KOPS-N-KIDS promotes friendship and unity between police and youth

Gloucester police chief John McCarthy and Marisa Orlando pose with the Kops-N-Kids logo

MARISA ORLANDO, Staff Writer

This year, the members of the Gloucester Police Department will be heading back to elementary school to create a strong bond with the youth of the city.  

Gloucester Police Chief John McCarthy created the program to give children positive encounters with the police at a young age. He wanted to allow the kids in grades K-5 to get to know the police department, and understand that they are here to protect them as well as be their friends.

“The first contact that most people have with police is negative,” said McCarthy. “They’re calling because something is wrong; someone stole your bike, someone stole something out of your house, there’s a domestic, in other words, there’s something wrong. My idea was to introduce the police at a young age and let them know that they can be your friend, that they’re there to help you.”

KOPS-N-KIDS is meant to be something fun that the children and the police officers can enjoy. Each elementary school has been visited at least once, and more visits are being planned for the rest of the year.  

“My idea was to get the police into the grammar schools, into the K-5’s, and at a time when the kids were having fun; at lunch, at their recess, in gym.  Not in the classrooms trying to teach them,” said McCarthy. “It’s to let them know that police are there to be there friends, that police will sit down and eat with them. A lot of our guys get behind the serving lines and serve them food.
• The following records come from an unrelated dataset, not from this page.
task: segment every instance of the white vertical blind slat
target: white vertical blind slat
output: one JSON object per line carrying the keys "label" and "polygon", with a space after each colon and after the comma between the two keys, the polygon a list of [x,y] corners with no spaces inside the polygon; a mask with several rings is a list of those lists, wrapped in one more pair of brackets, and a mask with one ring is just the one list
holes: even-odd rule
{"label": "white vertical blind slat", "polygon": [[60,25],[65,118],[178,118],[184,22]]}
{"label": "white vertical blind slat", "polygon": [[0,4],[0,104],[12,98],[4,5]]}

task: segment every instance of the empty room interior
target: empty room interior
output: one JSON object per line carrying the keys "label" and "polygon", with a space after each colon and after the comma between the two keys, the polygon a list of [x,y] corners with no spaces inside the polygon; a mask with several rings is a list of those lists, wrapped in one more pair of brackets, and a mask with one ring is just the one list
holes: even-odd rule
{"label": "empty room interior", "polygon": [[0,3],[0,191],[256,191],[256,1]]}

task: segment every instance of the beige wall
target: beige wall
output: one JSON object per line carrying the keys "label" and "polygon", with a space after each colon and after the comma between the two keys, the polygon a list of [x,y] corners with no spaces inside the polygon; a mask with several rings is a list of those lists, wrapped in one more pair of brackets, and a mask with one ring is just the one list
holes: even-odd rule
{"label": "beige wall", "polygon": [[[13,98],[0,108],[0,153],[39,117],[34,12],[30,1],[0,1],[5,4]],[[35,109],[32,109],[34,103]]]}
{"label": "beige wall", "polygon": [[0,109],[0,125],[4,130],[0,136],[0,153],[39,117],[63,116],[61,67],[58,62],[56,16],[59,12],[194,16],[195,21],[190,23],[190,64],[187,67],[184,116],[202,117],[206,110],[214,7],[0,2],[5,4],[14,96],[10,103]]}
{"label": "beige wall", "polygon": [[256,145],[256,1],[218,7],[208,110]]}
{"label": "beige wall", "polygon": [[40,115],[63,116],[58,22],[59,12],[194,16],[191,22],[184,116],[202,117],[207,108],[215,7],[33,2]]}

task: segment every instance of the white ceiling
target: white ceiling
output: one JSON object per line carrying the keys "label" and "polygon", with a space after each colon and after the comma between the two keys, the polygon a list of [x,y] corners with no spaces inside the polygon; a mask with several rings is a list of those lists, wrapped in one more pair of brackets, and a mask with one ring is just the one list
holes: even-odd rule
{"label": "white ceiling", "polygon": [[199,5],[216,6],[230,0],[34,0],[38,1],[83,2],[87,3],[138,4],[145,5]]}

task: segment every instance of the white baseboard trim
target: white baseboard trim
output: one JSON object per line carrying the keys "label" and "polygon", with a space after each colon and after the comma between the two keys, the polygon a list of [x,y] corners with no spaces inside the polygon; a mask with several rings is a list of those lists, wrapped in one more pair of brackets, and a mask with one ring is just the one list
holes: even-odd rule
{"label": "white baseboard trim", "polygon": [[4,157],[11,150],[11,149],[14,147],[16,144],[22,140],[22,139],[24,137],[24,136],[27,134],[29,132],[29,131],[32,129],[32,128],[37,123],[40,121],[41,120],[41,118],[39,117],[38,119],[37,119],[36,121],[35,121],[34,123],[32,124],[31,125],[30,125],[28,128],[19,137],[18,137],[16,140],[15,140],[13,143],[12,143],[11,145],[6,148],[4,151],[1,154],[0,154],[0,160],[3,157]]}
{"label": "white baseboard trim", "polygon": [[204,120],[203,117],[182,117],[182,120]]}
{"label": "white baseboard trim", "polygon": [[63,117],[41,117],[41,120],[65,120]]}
They’ll play at recess with them, just to let them know that we’re regular people.”

“I liked when the police came to my school,” 4th grader at East Gloucester Elementary Cassidy Bolcome. “They ate lunch with us and were really nice.”

“They gave us cards and they’re coming to the school 14 times,” said Bolcome. “Once we have all 14 cards we get to ride in a cop car to and from school which is cool.”

The program is important for the children, as well as the police.  As a way to be even more involved with the kids, McCarthy was given the idea to make baseball cards of each police officer to hand out to the kids.

“We started it because we were over at West Parish and one of our officers, was signing autographs for the kids. All he could do was sign napkins off the lunch table, and a friend of mine who’s a school teacher over there said that the kids treasured those like they were gold, and I thought ‘we have got to do better than that,’” said McCarthy.

The baseball cards have a picture of the officer on the front and their “stats” on the back, such as where they’re from and different facts about them.  

The KOPS-N-KIDS logo was created by GHS alumnus Eric Cameron. McCarthy was presented with many ideas for a potential logo, but couldn’t find the perfect one.  He decided to reach out to the high school and was presented with a logo that encompassed different elements that McCarthy thought would accurately depict the program.  

“I love the city seal,” said McCarthy. “I love that there’s a lighthouse in the back, but I really love that the policemen has the two little kids by the hand.”

Each elementary school will be getting a framed picture of the logo. Each frame was crafted by the GHS cabinet design students.

McCarthy is hopeful that the program will be effective in giving children a positive view of policemen that they will take with them throughout their lives.

“If kids love the cops when they’re young, they’ll love them all their life,” said McCarthy.